“Yes, if forgetting is so easy; but if one cannot forget, one returns. But must I return if I don’t want to? Is that compatible with freedom? Would you ask that?”

“I cannot understand a bird’s life of that kind.”

“Farewell, Vera. We were mistaken. I want a comrade, not a school girl.”

“Yes, Mark, a comrade, strong like yourself, I agree. A comrade for the whole of life, is that not so?”

“I thought,” said Mark as if he had not heard her last question, “that we should soon be united, and that whether we separated again must depend on temperament and circumstances. You make your analysis in advance, so that your judgment is as crooked and twisted as an old maid’s could be. You don’t look to the quarter whence truth and light must come. Sleep, my child. I was mistaken. Farewell once more. We will try to avoid one another in the future.”

“We will try. But can we really not find happiness together? What is the hindrance?” she asked, in a low, agitated tone, touching his hand.
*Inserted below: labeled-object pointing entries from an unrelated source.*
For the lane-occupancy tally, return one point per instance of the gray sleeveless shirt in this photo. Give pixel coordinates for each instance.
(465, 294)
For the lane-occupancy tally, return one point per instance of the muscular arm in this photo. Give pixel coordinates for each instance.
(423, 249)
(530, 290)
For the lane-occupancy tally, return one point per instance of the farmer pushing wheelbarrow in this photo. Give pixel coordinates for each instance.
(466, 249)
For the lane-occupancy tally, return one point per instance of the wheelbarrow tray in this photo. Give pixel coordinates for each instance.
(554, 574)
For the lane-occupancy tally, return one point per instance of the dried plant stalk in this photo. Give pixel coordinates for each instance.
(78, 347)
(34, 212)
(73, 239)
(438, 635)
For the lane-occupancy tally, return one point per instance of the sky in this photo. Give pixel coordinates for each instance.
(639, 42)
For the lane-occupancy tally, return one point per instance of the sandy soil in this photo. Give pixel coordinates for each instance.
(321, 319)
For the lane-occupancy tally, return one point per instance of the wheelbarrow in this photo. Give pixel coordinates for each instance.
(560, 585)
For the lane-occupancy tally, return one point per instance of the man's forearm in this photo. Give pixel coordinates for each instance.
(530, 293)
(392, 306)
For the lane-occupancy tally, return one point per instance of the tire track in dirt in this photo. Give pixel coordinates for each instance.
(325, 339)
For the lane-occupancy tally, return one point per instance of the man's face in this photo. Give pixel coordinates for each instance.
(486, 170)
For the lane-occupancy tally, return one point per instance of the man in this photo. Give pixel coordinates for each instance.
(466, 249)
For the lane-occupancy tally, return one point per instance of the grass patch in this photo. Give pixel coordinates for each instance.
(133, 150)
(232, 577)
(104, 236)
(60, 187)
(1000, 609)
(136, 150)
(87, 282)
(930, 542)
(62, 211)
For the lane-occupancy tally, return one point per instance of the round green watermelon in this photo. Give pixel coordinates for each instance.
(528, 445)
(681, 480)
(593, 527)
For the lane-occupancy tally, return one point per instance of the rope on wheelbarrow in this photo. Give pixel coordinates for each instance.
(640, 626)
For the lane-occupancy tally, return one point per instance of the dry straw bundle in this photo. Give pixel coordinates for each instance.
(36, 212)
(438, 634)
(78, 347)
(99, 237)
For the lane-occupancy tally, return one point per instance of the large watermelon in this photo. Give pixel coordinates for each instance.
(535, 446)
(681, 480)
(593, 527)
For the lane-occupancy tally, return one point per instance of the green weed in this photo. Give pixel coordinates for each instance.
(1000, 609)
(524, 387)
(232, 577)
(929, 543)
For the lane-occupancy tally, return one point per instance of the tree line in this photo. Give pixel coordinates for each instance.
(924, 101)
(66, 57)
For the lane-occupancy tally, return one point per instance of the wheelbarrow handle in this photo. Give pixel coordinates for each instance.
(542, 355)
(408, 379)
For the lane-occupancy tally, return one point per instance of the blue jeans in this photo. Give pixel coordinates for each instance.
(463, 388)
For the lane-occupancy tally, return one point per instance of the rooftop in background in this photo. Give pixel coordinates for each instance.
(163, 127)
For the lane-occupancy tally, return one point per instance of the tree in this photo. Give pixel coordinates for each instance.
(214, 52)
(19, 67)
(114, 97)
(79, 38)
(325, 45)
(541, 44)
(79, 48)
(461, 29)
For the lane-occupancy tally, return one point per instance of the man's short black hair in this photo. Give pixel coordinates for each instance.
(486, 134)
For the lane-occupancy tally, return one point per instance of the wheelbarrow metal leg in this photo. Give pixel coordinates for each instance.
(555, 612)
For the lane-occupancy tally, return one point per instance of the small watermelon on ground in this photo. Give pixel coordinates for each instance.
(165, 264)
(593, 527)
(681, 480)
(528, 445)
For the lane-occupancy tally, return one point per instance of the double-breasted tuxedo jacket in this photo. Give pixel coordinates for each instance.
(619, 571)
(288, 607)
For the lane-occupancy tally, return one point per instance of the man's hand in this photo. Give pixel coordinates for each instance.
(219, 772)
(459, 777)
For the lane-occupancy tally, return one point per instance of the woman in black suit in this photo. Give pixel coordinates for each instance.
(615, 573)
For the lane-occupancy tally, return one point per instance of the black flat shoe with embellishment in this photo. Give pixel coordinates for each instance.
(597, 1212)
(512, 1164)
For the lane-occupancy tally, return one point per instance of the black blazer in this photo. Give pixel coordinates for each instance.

Mark shouldered his gun in silence, and walked out of the arbour into the brushwood. Vera stood motionless as if she were in a deep sleep. Overcome by grief and amazement, she could not believe he was really leaving her. Where there is no trust there is no love, she thought. She did not trust him, and yet, if she did not love him, why was her grief and pain at his going so great. Why did she feel that death itself would be welcome?

“Mark!” she cried in a low voice. He did not look round, and although she repeated the cry he strode forward. “Mark!” she cried breathlessly a third time, but he still pursued his path. Her face faded, but mechanically she picked up her handkerchief and her parasol and mounted the cliff. Were truth and love to be found there where her heart called her? Or did truth lie in the little chapel that she was now approaching?

For four days Vera wandered in the park, and waited in the arbour, but Mark did not come. There was no reply to the call of her heart. She no longer hid her movements from Raisky, who came upon her from time to time in the chapel. She allowed him to accompany her to the little village church on the hill where she usually went alone. She remained on her knees with bowed head for a long time, while he stood motionless behind her. Then without a word or a glance, she took his arm, to return wearily to the old house, where they parted. Vera knew nothing of his secret suffering, of the passionate love which attracted him to her, the double love of a man for a woman, and of an artist for his ideal.

Raisky wondered what the shots meant. It need not necessarily be love that drove her to the rendezvous. There might be a secret of another kind, but the key to the mystery lay in her heart. There was no salvation for her except in love, and he longed to give her protection and freedom.